IN.

Author: Will McPhail
Format: Hardcover
Pages: 270
Publish Date: June 2021
Publisher: Houghton Mifflin Harcourt
Catalog ID: ISBN: 978-0358345541
Where to buy: https://bookshop.org/shop/graphicmedicine
Author website: https://www.willmcphail.com/
Review
Guest Review by Maura Spiegel
The Edinburgh, Scotland-based New Yorker cartoonist, Will McPhail, is not the first to wonder what our psychic life would look like if we could draw it, but he does something quite special with the idea in IN. His narrator/protagonist, Nick Ross, is an artist who spends a lot of time in hipster coffee places and suffers from an inability to establish authentic connections with others; it all feels like performance to him. The witty portrayal of his muted black and white existence explodes into color when a superficial exchange with the plumber fixing his toilet evolves into a moment of shared feelings. This fleeting human connection sends Nick into a state of elation that carries him (metaphorically) to a richly colored mountain landscape—a sustained visual revery that takes the reader along with him. Such powerful psychic adventures occur in the text at moments when Nick connects with others or when life becomes all too real for him, as when he learns that his mother has stage-four pancreatic cancer. This news initiates the most mysterious of color-sequences, as Nick approaches what appears to be a Temple of Medicine floating in a dark sea at night—an edifice that will fall into ruin later in the text. The images here appear to merge Nick’s own fears about medicine with his mother’s. As he enters the Temple, he is dwarfed by enormous doors and hallways. A series of panels evokes paintings of Nineteenth-Century surgical theatres, except that the medical students among whom Nick sits, are all women—with whom he can find no means of connection. The women appear to be laughing while observing the castration of a cadaver—who could be Nick. Following the castration procedure, a doctor, as if raising a new-born baby, presents a jar containing the penis floating in formaldehyde. The Temple of Medicine is indeed a fearful place.
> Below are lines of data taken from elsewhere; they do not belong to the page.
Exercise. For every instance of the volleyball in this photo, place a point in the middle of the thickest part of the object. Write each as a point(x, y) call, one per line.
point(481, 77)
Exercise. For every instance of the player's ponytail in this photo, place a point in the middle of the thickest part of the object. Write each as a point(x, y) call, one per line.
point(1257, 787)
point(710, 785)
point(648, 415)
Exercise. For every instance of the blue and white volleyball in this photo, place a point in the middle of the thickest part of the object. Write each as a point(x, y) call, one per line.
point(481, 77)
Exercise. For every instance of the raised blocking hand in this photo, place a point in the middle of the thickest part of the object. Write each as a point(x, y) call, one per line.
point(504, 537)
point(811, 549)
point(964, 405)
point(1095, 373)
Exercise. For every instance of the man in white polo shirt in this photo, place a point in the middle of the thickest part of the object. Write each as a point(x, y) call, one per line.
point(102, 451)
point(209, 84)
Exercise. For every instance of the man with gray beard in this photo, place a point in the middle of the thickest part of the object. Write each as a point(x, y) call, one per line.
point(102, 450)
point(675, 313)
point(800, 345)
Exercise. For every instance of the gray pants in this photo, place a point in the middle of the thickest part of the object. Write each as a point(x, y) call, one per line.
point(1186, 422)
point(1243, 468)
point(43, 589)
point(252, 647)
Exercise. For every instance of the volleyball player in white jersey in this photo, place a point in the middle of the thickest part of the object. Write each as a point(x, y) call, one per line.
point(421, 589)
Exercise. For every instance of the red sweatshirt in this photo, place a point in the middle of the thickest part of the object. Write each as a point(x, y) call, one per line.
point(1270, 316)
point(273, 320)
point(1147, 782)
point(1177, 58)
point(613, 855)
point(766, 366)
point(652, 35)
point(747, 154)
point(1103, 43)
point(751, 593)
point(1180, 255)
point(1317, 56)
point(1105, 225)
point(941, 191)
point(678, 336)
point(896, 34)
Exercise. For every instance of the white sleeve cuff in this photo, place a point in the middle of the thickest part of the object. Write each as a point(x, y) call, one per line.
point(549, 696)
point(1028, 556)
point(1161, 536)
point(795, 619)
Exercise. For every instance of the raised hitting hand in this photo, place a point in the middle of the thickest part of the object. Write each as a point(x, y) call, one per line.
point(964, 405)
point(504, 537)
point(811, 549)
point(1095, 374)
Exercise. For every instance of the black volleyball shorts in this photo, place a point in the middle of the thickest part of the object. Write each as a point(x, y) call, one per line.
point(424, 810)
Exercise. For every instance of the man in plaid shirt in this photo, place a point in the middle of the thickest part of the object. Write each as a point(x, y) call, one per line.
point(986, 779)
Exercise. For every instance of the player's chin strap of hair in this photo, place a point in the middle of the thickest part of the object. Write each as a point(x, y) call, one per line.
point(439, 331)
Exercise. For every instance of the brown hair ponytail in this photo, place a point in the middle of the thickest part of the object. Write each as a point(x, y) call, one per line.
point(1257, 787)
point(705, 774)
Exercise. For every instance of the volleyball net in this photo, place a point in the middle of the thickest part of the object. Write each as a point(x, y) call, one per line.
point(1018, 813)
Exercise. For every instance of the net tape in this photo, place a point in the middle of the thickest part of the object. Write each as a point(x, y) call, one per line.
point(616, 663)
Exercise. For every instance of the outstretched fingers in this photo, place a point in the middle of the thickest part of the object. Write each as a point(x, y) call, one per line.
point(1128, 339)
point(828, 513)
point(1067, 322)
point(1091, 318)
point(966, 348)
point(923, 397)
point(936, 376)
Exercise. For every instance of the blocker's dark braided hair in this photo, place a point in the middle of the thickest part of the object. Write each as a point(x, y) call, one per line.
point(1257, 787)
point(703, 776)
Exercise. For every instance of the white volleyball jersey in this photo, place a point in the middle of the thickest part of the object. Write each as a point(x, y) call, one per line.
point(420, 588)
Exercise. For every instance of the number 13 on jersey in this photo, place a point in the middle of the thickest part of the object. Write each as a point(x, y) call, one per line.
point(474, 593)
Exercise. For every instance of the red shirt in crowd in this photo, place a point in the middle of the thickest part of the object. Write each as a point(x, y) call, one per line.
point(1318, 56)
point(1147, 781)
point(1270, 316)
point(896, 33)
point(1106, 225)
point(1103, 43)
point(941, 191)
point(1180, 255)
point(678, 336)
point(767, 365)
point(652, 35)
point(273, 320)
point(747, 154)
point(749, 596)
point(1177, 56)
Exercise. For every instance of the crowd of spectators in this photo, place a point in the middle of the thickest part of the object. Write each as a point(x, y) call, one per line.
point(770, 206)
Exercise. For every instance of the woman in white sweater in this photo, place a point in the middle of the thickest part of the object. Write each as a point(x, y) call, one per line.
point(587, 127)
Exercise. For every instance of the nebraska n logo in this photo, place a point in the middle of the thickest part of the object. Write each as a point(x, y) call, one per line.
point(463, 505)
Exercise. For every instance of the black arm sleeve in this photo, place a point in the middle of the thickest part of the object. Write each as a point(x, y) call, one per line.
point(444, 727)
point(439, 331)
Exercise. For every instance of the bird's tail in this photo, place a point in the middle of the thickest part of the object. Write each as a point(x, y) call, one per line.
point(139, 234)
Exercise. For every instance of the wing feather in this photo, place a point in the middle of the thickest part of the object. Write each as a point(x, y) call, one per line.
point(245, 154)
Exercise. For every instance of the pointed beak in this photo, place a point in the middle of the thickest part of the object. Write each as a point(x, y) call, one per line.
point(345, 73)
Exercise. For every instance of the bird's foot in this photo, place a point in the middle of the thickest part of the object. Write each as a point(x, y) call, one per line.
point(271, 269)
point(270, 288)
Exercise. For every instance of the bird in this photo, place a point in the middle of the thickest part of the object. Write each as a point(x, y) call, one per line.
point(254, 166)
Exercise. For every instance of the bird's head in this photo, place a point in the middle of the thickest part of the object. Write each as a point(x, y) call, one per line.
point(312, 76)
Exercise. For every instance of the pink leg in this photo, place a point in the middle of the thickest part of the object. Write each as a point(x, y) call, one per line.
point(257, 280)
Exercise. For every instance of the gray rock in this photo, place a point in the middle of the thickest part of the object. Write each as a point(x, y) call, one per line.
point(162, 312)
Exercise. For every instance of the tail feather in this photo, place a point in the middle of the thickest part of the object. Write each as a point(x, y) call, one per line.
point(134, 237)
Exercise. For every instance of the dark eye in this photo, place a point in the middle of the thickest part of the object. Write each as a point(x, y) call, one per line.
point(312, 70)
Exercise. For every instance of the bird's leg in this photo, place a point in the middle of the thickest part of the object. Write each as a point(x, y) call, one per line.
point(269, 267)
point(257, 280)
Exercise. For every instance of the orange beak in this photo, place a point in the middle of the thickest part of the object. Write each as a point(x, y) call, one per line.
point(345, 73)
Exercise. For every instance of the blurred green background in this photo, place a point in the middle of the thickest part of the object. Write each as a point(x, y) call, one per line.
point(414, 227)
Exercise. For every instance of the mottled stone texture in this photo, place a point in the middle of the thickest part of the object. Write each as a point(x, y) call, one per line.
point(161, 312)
Along with Nick’s mother’s cancer, an oncologist has a significant role in the story. A woman Nick meets in a bar and likes a lot turns out to be a cancer doctor, and he will lean on her to “make her [his mother] better”. Her explanation that “I can’t always do something” initiates another powerful sequence of uncanny, nightmarish color images. But the novel is not so much about illness or grief; it’s about achieving human connection—and rendering (in images) what that feels like. The round-eyed look of panic or stunned amazement that is a signature feature of McPhail’s characters is transcended in such moments, replaced by intersubjective meeting, being drawn into a fully human world—getting “IN.” And the text celebrates the enormity of the worlds within each of us.
This would be a useful text for medical students or students in medical humanities, not—again—for its medical content, but for exploring the feelings that accompany good and bad interactions, and for interpreting the images that represent the unaccountable and unseen subjective responses people have to one another.
Will McPhail has won the Gag Cartoonist Reuben Award.
Maura Spiegel teaches literature and film at Columbia University and Barnard College. She is Co-Director of the Division of Narrative Medicine in the Department of Medical Humanities and Ethics at Columbia Vagelos College of Physicians and Surgeons, where she teaches a film class to first-year medical students. She recently published a biography of movie director Sidney Lumet (St. Martin’s Press).